Objective: The goal is to collect the hardest, broadest set of questions to evaluate AI systems’ capabilities. If you submit a question that stumps current AI models, your name will be associated with it, and you’ll be invited as a co-author on the resulting paper. The questions can be from any field, such as math, rocket engineering, or philosophy. Exceptional and niche questions from your research or exams are welcome.
Process:
1. Write a Difficult Question: Submit a question in English that AIs and average humans struggle to answer. The goal is to find questions only exceptional individuals could solve.
2. AI Difficulty Test: AI models will try to answer the question to gauge its difficulty.
3. Write a Solution: If AIs struggle, you’ll write a clear, concise answer.
4. Peer Review: Your question, solution, and rationale will undergo expert review.

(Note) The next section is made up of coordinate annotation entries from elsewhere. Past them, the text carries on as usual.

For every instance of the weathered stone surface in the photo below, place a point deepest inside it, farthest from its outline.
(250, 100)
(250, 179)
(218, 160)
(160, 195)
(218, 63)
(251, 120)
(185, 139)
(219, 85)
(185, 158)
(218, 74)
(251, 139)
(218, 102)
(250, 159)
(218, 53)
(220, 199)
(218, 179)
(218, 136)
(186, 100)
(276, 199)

5. Publish: Accepted questions will be credited to you in the paper, with top contributors highlighted. Prize money up to $5,000 is available for the best questions.
Guidelines:
- Questions must be original, not copied or variants of each other.
- They should be challenging for non-experts and not answerable via simple online searches.
- Questions should be objective and include all necessary context within the question.
- Avoid questions related to weapons or virology.